Clove Lakes Park

Clove Lakes Park

This text is part of Parks’ Historical Signs Project and can be found posted within the park.

Clove Lakes Park derives its name from the Dutch word “kloven,” meaning cleft. The particular cleft is the valley and brook between Emerson and Grymes Hills. This valley was deepened by the glacier 20,000 years ago. The brook which ran through the valley originated in Clove Swamp and ran to the Kill Van Kull. The damming of this brook over the years created the different lakes and ponds in the area.

In pre-colonial and colonial days, Native Americans used a path adjacent to the stream as a route to the Kull. By 1683 Governor Thomas Dongan owned many acres in the northern section of Staten Island where he hunted bears. He built several dams across Clove Brook, and the resulting water pressure was used by local mills to grind grain and saw wood. After Dongan returned to England he left his property to his sons, one of whom continued to sell off land to pay for his heavy alcohol habit.
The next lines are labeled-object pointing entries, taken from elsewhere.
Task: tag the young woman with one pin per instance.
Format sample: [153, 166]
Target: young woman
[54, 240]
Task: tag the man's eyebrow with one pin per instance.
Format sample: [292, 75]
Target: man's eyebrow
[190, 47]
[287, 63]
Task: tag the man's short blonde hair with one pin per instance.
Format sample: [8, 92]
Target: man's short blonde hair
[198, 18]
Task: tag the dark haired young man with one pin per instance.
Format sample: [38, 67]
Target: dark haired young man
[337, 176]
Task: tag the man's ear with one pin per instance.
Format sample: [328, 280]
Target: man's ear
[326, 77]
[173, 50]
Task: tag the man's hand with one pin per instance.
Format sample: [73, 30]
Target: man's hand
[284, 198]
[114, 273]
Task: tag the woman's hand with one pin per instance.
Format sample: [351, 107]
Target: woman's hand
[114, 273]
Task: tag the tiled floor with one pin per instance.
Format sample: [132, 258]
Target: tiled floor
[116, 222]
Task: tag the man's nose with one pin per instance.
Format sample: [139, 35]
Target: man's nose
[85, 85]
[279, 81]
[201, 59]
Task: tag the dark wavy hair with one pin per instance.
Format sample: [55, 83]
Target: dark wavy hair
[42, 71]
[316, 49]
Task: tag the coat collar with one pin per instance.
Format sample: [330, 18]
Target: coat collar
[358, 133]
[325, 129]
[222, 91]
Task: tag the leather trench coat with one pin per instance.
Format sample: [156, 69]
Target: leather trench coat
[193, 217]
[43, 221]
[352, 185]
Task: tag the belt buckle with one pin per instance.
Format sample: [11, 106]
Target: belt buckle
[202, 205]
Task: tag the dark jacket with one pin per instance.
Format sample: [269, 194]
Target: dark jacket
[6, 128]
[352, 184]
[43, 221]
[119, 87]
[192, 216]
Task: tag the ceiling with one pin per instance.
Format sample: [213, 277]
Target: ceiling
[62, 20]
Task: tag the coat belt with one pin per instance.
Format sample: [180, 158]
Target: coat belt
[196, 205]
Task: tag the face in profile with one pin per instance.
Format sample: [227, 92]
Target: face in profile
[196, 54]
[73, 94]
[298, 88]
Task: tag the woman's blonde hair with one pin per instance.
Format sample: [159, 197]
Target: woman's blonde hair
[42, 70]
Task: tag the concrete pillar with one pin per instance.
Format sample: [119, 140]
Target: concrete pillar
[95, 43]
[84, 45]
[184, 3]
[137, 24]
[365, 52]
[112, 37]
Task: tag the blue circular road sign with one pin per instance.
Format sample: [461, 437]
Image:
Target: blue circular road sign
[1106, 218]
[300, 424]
A subsequent owner, Abraham Britton, built a dam and a grist mill at the east end of Britton’s Pond in 1825. The body of water created by the dam was called Clove Lake.
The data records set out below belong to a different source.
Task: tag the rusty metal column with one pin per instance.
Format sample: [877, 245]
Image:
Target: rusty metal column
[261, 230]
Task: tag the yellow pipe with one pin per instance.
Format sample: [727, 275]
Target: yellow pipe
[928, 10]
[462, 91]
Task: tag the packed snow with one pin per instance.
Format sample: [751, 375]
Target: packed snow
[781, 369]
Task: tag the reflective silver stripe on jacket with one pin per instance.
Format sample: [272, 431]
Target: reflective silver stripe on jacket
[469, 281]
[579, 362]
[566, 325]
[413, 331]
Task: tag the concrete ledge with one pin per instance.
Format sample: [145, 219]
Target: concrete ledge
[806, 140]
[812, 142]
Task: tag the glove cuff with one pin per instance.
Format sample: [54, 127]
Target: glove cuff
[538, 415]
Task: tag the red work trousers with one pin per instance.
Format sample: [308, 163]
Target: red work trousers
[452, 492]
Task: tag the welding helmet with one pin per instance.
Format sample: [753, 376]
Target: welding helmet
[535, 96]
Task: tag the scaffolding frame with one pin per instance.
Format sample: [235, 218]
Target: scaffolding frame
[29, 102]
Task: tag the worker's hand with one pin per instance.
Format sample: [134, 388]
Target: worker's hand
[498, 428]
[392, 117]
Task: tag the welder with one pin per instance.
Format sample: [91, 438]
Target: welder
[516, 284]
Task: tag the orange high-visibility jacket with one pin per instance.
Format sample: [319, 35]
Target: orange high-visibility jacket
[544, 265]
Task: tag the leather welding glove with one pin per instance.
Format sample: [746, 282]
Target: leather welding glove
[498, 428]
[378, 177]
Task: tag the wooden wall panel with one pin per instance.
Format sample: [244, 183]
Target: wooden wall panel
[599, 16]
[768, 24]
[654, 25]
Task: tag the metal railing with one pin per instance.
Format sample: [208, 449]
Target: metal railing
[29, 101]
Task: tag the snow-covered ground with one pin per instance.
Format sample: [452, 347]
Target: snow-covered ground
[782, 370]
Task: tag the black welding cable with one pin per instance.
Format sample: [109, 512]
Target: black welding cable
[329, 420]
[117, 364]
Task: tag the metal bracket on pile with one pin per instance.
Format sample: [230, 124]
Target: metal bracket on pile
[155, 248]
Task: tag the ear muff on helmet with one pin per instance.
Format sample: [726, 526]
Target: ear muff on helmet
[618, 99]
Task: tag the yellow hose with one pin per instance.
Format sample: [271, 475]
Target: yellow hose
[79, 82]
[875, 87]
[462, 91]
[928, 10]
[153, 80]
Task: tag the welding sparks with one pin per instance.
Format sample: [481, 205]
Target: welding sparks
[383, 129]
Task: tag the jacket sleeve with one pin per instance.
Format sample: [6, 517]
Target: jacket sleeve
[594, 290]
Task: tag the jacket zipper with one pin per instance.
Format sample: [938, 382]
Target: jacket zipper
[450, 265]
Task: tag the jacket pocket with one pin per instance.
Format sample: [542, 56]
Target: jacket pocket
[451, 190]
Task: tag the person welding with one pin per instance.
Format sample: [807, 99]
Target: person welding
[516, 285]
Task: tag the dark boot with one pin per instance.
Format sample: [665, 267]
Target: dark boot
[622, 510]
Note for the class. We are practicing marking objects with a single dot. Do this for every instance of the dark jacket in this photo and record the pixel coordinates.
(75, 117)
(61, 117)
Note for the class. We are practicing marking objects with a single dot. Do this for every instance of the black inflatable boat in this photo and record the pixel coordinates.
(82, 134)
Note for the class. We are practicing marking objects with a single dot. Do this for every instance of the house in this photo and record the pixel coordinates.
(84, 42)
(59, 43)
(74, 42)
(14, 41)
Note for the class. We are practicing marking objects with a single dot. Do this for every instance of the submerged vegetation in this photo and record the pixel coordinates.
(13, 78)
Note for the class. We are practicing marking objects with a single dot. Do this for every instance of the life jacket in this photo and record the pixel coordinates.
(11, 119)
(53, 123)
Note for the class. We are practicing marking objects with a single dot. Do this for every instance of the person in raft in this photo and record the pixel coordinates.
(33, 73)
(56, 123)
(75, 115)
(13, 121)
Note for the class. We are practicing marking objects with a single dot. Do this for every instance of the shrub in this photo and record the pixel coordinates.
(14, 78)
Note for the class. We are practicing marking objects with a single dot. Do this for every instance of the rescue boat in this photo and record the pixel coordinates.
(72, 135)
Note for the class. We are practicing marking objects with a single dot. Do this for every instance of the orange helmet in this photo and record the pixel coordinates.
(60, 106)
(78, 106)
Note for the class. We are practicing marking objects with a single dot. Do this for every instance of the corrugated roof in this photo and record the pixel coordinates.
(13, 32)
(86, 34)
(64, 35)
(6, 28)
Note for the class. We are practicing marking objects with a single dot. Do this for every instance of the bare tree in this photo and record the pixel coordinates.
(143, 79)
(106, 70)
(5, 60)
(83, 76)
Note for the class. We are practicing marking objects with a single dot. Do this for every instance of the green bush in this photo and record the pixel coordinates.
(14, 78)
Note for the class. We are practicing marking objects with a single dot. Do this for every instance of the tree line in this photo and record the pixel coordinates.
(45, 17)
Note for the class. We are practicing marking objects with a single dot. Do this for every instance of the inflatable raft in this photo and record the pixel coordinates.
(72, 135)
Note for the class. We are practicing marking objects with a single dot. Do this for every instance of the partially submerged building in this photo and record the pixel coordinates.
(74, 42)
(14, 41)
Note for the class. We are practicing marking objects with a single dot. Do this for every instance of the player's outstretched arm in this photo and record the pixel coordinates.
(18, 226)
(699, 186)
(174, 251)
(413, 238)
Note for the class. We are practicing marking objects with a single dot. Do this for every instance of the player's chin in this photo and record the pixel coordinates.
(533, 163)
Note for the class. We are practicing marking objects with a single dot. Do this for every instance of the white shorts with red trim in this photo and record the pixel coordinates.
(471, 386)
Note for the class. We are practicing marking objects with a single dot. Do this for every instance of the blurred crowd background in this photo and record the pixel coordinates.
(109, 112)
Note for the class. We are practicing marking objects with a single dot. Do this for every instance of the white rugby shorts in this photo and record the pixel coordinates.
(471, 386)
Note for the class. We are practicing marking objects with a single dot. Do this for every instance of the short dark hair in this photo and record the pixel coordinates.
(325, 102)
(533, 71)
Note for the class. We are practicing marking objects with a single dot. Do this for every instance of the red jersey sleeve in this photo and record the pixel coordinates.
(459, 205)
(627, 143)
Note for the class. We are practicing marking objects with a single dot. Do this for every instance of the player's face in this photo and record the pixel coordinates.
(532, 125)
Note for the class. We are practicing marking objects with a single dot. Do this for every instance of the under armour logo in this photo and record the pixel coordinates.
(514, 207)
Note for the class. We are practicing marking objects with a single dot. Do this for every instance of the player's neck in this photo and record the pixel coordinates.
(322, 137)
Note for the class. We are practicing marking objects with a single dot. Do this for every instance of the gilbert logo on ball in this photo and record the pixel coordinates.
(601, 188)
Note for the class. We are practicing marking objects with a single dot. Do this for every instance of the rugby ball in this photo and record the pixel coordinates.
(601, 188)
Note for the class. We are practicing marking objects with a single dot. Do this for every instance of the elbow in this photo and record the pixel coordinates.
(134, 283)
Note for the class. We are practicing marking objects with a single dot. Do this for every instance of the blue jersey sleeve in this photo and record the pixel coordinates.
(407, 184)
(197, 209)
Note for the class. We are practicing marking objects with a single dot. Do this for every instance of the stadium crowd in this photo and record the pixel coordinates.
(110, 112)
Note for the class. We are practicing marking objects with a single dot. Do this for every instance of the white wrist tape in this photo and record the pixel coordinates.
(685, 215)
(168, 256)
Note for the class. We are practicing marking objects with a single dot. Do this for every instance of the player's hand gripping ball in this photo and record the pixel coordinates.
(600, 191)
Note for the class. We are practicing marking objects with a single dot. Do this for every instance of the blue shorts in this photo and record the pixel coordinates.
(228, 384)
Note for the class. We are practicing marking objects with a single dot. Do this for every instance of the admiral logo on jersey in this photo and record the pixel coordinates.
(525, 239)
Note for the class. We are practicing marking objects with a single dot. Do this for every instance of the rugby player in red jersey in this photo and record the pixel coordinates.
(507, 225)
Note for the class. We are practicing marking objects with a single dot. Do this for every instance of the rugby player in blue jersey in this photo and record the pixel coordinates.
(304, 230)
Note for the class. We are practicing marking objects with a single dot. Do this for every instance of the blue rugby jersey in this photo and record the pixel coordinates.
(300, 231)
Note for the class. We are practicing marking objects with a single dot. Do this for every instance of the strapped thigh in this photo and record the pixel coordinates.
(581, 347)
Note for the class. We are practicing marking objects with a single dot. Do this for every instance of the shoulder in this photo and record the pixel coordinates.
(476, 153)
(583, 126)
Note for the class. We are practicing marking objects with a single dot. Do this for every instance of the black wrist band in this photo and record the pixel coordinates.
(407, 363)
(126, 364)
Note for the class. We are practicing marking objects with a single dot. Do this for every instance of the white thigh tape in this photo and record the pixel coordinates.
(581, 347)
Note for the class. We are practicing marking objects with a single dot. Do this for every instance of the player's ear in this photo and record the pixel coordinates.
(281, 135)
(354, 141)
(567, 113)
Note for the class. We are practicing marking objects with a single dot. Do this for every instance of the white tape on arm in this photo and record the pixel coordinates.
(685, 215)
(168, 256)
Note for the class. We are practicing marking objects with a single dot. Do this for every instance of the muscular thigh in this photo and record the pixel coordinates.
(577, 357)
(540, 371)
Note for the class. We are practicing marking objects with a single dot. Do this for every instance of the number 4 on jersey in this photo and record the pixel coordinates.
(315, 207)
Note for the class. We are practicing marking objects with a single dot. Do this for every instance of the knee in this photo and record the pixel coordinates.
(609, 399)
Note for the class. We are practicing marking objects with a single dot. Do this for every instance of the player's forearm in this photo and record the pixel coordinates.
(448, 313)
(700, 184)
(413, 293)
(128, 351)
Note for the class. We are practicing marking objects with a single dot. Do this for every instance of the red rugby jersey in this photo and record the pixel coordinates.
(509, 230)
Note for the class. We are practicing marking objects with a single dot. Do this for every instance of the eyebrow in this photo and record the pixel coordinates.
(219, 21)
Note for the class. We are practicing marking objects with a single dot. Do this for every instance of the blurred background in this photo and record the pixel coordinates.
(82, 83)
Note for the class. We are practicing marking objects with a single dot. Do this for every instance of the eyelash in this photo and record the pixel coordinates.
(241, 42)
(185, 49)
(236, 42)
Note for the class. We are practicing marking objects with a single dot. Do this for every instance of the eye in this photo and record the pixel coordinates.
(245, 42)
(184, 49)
In 1863 Erastus Brooks, the newspaper publisher, established a large estate and residence in West Brighton at the corner of what is now Forest Avenue and Clove Road. He built a dam which created Brooks Pond. The Staten Island Water Company, one of the local companies supplying water in the 19th and early 20th centuries, bought the rights to use the water from this dam. The two other ponds created by different dams were Martling’s and Schoenian’s. Martling’s Pond was the site of an ice house in the mid-19th century; Schoenian’s Pond is no longer in existence.

Staten Islanders considered making this area a park as early as 1897, one year before the consolidation of New York City. By that time the grist mill had burned down, and the ice house had suffered numerous fires. The dams dividing the three lakes were unsafe and were washed out several times. Leading Islanders William T. Davis, Charles Leng, and Frederick Law Olmsted spoke out for the need to preserve this area’s natural beauty. In 1921 and 1923 the land around and including Crystal Lake and Brooks Dam was acquired as a city park. Major construction in Clove Lakes Park did not get underway until the early 1930s.

The northwest section of the park is home to Staten Island’s largest living thing, a tulip tree. One hundred and seven feet tall and at least three hundred years old, this tree survived the extensive logging and clearing which occurred when the settlers came. Tulip Trees are known for their straight trunks from which Native Americans carved canoes. Adjacent to the athletic fields is a one-story building that was built in the early 1930s to provide restrooms and other facilities. Constructed of native fieldstone, the “Field House” was designed by O.A. Madsen and renovated by Aymar Embury II. In 1989 the building was named “Stonehenge” for the mysterious megaliths in Wiltshire, England. The Staten Island War Memorial Skating Rink opened in the southeast part of the park on Thanksgiving Day in 1987.

Also of interest in Clove Lakes Park are the outcroppings of serpentine rock at the crest of the hills. The spine of Staten Island is a broad ridge of serpentine, which was formed during the Ordovician period (435-500 million years ago) when heat and pressure altered rocks rich in magnesium and iron. Ash green in color, serpentine is named after the patterns in the rock that resemble snake skin. Its mineral composition includes fibrous chrysotile (known commercially as asbestos), talc, oluvine (green lava grains) as well as ferromagnesia, a mineral containing magnesium and iron.